Data SGP (Student Growth Progress) is a metric designed to track student achievement progress over time using longitudinal test score data. It can provide useful insight for informing instruction, assessing student/teacher performance and supporting educator evaluation systems. Using standardised assessment data and student covariates as predictor variables, SGP employs latent achievement trait models estimated by using teacher evaluation criteria alongside historical test score histories as growth standards; this allows us to compare latent achievement trait models against growth standards established as growth benchmarks to reduce estimation error while increasing validity when making comparisons across individuals or groups of students.
Contrary to most assessment metrics, SGP metrics do not depend on an absolute value or fixed scale; rather they are reported as relative percentiles. A student’s growth percentile indicates how much their raw score on a test section has grown relative to that of their academic peers; educators and administrators can use growth percentages as tools for evaluating student/teacher performance, informing instructional practice, supporting classroom research initiatives, as well as evaluating schools/districts.
Growth percentages provide educators with more accurate measures of student achievement over time than traditional metrics like mean, median and mode scores do. They enable educators to more easily identify struggling students who require additional support while differentiating classroom instruction for high-performing ones and monitor progress of those performing well over time. Furthermore, when used alongside longitudinal data SGP allows educators to make more accurate predictions regarding future student performance.
SGP analyses require longitudinal student assessment data in either WIDE or LONG format; most errors associated with SGP analyses result from issues in its preparation. The SGP Package offers both WIDE and LONG data sets along with higher level wrapper functions called studentGrowthPercentiles and studentGrowthProjections to assist with creating appropriate student assessment data suitable for SGP analyses. When conducting SGP analyses on an ongoing basis, LONG format student assessment data tends to offer more advantages due to preparation, storage and retrieval benefits than WIDE data sets.

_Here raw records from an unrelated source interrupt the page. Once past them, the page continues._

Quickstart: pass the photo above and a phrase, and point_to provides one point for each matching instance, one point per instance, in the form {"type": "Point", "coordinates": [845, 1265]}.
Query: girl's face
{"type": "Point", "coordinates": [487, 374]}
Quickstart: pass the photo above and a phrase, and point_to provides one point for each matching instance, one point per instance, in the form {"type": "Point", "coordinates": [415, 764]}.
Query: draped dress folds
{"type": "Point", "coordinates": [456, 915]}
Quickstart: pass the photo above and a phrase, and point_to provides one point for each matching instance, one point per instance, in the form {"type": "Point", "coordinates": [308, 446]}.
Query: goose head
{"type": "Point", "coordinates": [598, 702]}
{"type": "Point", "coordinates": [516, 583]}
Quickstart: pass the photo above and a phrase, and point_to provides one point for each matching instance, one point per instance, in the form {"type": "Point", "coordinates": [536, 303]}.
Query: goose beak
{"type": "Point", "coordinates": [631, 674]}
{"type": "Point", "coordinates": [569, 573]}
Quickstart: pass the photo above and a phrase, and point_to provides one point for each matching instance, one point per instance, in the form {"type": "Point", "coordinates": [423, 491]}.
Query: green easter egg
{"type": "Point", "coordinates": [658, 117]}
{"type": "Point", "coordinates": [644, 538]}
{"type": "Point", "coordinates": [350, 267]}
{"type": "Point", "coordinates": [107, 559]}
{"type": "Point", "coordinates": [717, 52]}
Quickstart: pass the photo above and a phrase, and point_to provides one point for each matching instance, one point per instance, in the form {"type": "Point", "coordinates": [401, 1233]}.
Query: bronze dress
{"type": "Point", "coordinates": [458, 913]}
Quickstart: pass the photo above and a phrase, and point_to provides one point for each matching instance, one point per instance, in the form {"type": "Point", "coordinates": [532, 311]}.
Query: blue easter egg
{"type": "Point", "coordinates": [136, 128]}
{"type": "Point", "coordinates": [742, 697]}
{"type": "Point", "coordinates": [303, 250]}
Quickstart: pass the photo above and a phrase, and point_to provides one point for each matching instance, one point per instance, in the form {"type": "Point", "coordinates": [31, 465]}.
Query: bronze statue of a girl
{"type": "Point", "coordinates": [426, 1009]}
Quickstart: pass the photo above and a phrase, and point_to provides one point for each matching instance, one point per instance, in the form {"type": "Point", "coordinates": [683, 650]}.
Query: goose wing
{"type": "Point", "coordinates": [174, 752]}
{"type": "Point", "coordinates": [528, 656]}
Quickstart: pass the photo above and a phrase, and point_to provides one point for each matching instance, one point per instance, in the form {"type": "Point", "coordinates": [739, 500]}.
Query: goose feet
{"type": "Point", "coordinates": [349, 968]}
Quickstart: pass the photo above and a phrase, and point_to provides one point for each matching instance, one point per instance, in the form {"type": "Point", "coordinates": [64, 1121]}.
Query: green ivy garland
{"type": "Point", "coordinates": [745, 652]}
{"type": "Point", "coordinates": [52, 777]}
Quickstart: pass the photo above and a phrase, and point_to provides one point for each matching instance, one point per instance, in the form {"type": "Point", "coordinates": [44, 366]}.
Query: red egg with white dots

Prior to applying SGP methodology on your data, it is essential that you gain a full understanding of its underlying mathematical models and assumptions. To aid beginners, the SGP package includes several tutorials and examples designed to introduce these fundamental concepts of SGP analysis.
SGP stands out from standard growth models or other methods in that it allows schools and districts to measure student/teacher performance against official state achievement targets/goals. This allows schools and districts to communicate to stakeholders that proficiency must be reached within a specified timeframe while also serving as a tool to motivate teachers by linking performance against measurable goals – this cannot be accomplished via standard growth models alone! Michigan specifically utilizes student test score progression data in educator evaluation systems; therefore being able to effectively meet this objective is of critical importance.